I made the distinction between what initially inspires me to paint and any subsequent claims about what the work does or achieves. With this in mind, the idea for the title of my series ‘Painting the Numinous’ came from a book called ‘The idea of the Holy’ by Rudolf Otto:

‘The book defines the concept of the holy as that which is numinous. Otto explained the numinous as a “non-rational, non-sensory experience or feeling whose primary and immediate object is outside the self”. He coined this new term based on the Latin numen (deity.)’ http://en.wikipedia.org/wiki/Rudolf_Otto

Beginning with my automatic poem ‘Known in the Unknown’ I launched this series of works which explore the dynamic between freedom (automatism) and control (decision making.)

Drawing entitled "Known in the Unknown"

Known in the Unknown (2006)

I worked ‘toward an unknown end’ navigating a path between failure/destruction and resurrection/renewal. During the painting process I looked for an inner weight to begin to establish its presence. Although very subjective, I felt this begin to occur when the balance/tension between abstraction and figuration seemed to evoke in me the relationship between the physical and spiritual. In my mind this was mediated in the exploration of the relationship between control and accident in my handling of paint. When I sensed the weight and solidity of this relationship with visual clarity the painting was complete. Ultimately I allowed compositional control/accident to either make or break the work, and enable me to engage with the mystery and precariousness of painting.

I fuelled my imagination through reading and solitude (rather than visual stimuli) wanting to paint the essence of an idea; an internal rather than external vision. John O’Donohue’s book Divine Beauty talks about visiting beauty, and I held on to this concept as I reached out to the unknown, believing that the truth came unexpectedly. Technically this project involved attempting to work on a larger scale using mainly canvas or board and achieve the same intensity of vision I felt was possible when working on a very small scale using paper (as I had done previously.)

From the outset I have been inspired by a painting by Arnulf Rainer called ‘Wine Crucifix’ 1957/78 the installation of which, according to the Tate website, involved light shining through the cloth to reveal the shape of the cross: tate.org.uk It explores the relationship of the physical and spiritual dimensions from a Catholic perspective; the sacramental wine transformed into the blood of Christ (transubstantiation.)

I’m fascinated by the notion of materials as mediators of spiritual truth when processed through human hands as if the separation between the physical and metaphysical is grey and interconnected. It’s interesting that the artist felt compelled to rework the image years later, as if through repetition he sought to re-enter more deeply into the experience. I sense the rhythm of this idea expressed beautifully in a song by Van Morrison called ‘Behind the Ritual’
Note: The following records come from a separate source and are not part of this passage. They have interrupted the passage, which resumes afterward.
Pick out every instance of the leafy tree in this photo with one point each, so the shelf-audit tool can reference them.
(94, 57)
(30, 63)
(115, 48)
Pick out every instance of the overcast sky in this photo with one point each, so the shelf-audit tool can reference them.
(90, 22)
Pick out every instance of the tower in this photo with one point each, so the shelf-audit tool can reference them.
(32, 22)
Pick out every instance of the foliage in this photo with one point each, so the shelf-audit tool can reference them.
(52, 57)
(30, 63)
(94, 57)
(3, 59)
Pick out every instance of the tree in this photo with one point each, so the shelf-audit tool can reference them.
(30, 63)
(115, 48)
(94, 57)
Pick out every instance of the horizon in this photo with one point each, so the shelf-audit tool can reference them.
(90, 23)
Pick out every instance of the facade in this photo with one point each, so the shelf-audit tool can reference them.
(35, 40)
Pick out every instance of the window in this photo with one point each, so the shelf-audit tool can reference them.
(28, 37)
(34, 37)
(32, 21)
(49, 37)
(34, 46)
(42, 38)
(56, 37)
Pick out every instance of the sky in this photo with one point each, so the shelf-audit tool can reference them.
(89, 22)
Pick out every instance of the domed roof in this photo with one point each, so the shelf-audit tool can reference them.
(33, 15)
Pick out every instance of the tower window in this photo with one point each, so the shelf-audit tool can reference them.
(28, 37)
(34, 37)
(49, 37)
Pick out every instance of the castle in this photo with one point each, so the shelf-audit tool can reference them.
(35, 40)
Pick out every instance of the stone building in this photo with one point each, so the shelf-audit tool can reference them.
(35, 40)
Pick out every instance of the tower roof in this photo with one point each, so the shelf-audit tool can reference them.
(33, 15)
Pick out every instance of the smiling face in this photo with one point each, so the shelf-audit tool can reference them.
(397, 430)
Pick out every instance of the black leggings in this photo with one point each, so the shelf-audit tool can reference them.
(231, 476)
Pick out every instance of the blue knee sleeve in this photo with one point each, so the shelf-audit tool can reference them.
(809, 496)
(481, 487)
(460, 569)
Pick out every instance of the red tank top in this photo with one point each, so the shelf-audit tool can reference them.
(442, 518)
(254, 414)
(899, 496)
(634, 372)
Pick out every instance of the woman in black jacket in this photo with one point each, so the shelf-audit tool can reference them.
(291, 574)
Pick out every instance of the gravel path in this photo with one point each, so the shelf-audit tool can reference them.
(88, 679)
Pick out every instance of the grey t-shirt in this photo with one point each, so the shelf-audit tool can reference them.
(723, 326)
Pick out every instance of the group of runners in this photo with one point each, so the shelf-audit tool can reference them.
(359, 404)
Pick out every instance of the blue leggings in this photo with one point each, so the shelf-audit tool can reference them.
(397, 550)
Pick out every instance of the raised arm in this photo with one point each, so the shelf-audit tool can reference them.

Spin and turning in the alley, spin and turning in the alley
Like a Whirling Dervish in the alley, drinking that wine
Drinking wine, making time in the days gone by


Painting entitled "Impermanence"

Impermanence (2007)

I like the inclusion of the whirling dervish which perhaps alludes to the mystic tradition behind the surface of the song. With the repetition of the words and images the real is concealed behind the banal, so that the implicit message of the song is expressed by explicit ordinariness. We find that the spiritual is discovered behind the ritual of everyday encounter.